The face on the pillow of bed twenty-seven is moon-pale with brown strands of hair stuck to it. The coverlet is pulled right up to the chin, where there’s a hint of whiskers, and I’m checking if his chest is rising and falling when a voice rasps, ‘I’m awake. Just resting.’
He turns his head to the left, his eyes still closed, his lips barely moving. ‘There’s a stool there. You can sit.’
I do as he says, the stool’s legs scraping too loud across the floor. Before I even get a chance to open my mouth or settle my papers in my lap, he’s back to talking.
‘Ward-Master send you to keep watch over me?’
‘I suppose you could see it like that. He said maybe I could be some service to you.’
As soon as he hears my voice, his eyes fly open and they are a dull green.
‘I thought—’ he starts. ‘But no. You ain’t her. Sound like her, though. You got a name?’ he asks.

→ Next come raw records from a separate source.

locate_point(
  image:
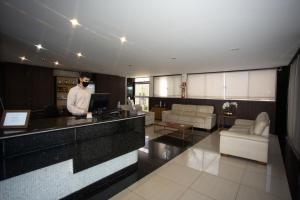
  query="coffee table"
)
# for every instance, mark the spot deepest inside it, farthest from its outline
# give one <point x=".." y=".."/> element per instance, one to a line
<point x="182" y="128"/>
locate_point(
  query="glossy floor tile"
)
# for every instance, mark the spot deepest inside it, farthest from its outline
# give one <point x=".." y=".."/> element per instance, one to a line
<point x="159" y="149"/>
<point x="200" y="172"/>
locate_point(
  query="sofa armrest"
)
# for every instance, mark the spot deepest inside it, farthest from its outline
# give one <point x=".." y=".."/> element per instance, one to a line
<point x="244" y="122"/>
<point x="165" y="114"/>
<point x="257" y="138"/>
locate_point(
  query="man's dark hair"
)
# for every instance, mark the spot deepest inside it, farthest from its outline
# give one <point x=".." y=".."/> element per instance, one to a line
<point x="85" y="74"/>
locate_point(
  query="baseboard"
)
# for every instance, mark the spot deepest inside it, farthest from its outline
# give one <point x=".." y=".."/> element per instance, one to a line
<point x="92" y="189"/>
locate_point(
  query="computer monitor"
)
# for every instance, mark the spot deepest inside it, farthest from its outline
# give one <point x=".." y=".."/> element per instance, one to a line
<point x="99" y="103"/>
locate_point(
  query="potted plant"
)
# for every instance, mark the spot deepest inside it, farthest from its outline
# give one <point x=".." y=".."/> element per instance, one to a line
<point x="229" y="108"/>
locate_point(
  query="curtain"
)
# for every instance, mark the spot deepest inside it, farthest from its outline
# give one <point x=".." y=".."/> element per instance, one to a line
<point x="293" y="118"/>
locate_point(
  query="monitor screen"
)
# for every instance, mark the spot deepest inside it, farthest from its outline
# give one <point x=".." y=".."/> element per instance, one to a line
<point x="99" y="103"/>
<point x="15" y="119"/>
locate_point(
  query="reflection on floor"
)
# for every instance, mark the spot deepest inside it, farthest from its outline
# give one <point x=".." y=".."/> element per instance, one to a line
<point x="159" y="149"/>
<point x="201" y="173"/>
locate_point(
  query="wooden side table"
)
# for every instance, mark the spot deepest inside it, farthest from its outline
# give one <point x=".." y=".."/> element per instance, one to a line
<point x="222" y="118"/>
<point x="158" y="111"/>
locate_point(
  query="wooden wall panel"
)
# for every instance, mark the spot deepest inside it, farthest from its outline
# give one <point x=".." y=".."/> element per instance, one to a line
<point x="27" y="87"/>
<point x="115" y="85"/>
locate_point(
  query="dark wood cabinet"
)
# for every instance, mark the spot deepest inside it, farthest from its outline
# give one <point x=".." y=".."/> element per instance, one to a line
<point x="27" y="87"/>
<point x="115" y="85"/>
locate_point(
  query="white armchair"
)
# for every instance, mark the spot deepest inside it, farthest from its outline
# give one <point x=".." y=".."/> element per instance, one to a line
<point x="247" y="138"/>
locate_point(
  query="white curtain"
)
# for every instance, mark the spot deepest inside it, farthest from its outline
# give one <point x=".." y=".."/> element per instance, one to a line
<point x="293" y="119"/>
<point x="251" y="85"/>
<point x="167" y="86"/>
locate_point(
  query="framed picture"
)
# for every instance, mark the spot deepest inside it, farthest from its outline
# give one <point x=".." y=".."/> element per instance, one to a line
<point x="15" y="119"/>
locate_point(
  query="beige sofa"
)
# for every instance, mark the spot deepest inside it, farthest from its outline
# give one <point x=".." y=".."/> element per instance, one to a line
<point x="200" y="116"/>
<point x="247" y="138"/>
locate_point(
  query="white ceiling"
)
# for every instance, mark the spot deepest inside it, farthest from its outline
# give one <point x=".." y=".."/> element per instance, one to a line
<point x="199" y="34"/>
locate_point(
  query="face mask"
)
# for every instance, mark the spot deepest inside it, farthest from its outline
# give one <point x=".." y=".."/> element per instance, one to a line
<point x="85" y="84"/>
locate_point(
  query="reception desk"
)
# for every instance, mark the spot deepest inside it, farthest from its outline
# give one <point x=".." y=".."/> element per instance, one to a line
<point x="55" y="157"/>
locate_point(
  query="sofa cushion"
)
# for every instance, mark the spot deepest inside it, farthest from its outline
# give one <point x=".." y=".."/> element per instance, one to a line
<point x="239" y="130"/>
<point x="205" y="109"/>
<point x="189" y="113"/>
<point x="245" y="136"/>
<point x="251" y="129"/>
<point x="263" y="116"/>
<point x="259" y="127"/>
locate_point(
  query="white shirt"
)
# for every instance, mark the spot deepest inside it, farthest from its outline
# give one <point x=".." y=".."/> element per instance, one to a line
<point x="78" y="100"/>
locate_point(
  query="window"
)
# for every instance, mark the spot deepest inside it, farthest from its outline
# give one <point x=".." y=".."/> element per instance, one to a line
<point x="262" y="84"/>
<point x="167" y="86"/>
<point x="142" y="92"/>
<point x="236" y="85"/>
<point x="215" y="85"/>
<point x="253" y="85"/>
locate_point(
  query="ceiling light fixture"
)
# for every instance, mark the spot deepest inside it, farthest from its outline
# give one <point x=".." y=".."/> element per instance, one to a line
<point x="23" y="58"/>
<point x="39" y="47"/>
<point x="79" y="54"/>
<point x="123" y="40"/>
<point x="74" y="22"/>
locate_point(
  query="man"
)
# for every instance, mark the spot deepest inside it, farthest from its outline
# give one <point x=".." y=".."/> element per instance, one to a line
<point x="79" y="96"/>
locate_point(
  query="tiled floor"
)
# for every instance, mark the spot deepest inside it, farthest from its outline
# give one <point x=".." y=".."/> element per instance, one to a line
<point x="201" y="173"/>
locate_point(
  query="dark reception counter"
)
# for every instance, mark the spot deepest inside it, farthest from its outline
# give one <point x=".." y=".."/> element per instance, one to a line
<point x="82" y="151"/>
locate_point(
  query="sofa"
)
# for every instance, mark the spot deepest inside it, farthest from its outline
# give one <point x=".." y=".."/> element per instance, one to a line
<point x="200" y="116"/>
<point x="149" y="116"/>
<point x="247" y="138"/>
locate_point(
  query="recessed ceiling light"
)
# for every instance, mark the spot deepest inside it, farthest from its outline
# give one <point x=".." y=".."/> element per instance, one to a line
<point x="123" y="40"/>
<point x="39" y="47"/>
<point x="79" y="54"/>
<point x="23" y="58"/>
<point x="74" y="22"/>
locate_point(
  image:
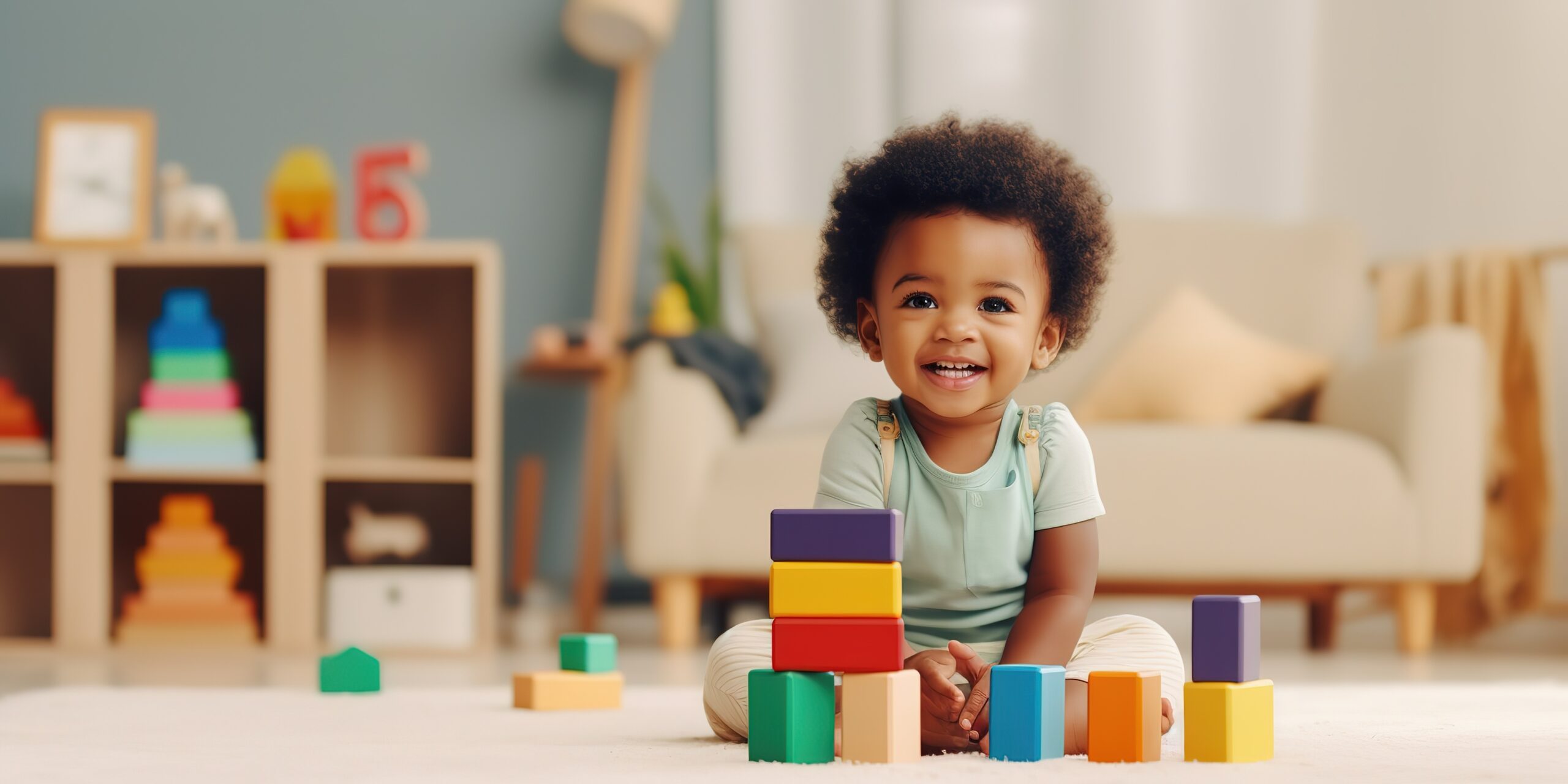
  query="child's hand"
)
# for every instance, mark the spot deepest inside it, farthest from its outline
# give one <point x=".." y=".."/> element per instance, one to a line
<point x="976" y="715"/>
<point x="940" y="703"/>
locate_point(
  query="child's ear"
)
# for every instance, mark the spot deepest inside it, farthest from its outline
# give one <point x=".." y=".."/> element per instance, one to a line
<point x="1051" y="336"/>
<point x="866" y="328"/>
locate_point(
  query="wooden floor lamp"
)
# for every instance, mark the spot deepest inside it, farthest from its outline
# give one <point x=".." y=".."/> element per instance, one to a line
<point x="625" y="35"/>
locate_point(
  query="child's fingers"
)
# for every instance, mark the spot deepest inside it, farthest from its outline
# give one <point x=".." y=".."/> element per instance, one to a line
<point x="979" y="696"/>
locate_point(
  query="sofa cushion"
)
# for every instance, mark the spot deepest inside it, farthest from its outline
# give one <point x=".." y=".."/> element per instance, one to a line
<point x="1269" y="502"/>
<point x="1196" y="363"/>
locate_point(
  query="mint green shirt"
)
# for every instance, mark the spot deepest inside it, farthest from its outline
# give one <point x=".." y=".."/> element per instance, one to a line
<point x="967" y="537"/>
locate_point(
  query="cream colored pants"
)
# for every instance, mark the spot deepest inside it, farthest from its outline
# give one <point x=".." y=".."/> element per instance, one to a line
<point x="1121" y="642"/>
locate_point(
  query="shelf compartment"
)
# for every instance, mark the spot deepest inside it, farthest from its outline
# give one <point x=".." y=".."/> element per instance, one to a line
<point x="237" y="508"/>
<point x="27" y="472"/>
<point x="26" y="562"/>
<point x="399" y="469"/>
<point x="237" y="295"/>
<point x="27" y="337"/>
<point x="444" y="508"/>
<point x="399" y="361"/>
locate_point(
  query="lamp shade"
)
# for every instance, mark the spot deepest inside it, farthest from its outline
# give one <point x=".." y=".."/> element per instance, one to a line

‘Stone, Private Ross Stone,’ I say, working to keep my voice low, my heart pounding.
‘It’s funny, you dressing like a soldier,’ he says.
‘That’s what I am.’
The soldier lying in bed twenty-six looks at me from underneath the bandage across his forehead and says, ‘It’s the laudanum. Makes him see things. Makes him confused.’
I say, ‘Oh, I see,’ and try to smile before turning back to Joseph and saying, ‘The Ward-Master told me you’ve got a letter needs writing.’
‘Yes,’ Joseph says. ‘I’ve been feeling—I can’t be long for this world. There’s a terrible burning coming,’ he says.
And then he shifts his shoulders to throw his covers back and he’s got nothing but bandaged stumps for arms, stopping halfway to where his hands should be. Where the bandages ought to be white they are rust-brown and yellow.
I talk so I won’t stare. ‘Did you fight at Shiloh?’
‘So many burning,’ Joseph says. ‘My arms—’
I don’t know what he means. Maybe he is seeing things again. But then that other soldier in bed twenty-six speaks up. ‘Joseph there, he’s one of the lucky ones. Weren’t so wounded he couldn’t get away. You seen battle yet?’
I shake my head.
‘I was a fool to have such an itch to fight,’ Bed Twenty-six says. ‘It ain’t how I thought, having Rebel artillerymen laying their shells down in front of us. Canister. It tears right through the lines, cuts down whole Companies of men. And if it don’t get you, you got to keep moving forward into it. That’s bad enough. But at Shiloh the trees caught fire.’
Joseph moans and says, ‘Just like a bonfire.’
‘It was a sight to see. Like a halo over every tree, the way the leaves caught first. Except then the branches started falling.’ Bed Twenty-six takes a deep breath and closes his eyes. ‘You ever heard a hog at slaughter?’
I nod.
‘That ain’t nothing compared to the sound of the wounded burning to a crisp,’ he says.
We sit silent and I curse Mrs. Chalmers for ever bringing me here.
Finally Joseph says, ‘The letter. The letter first. Then the arms.’
It’s a relief to turn away from that other soldier and tell Joseph, ‘It’d be my honor to write that letter. Who do you want it written out to?’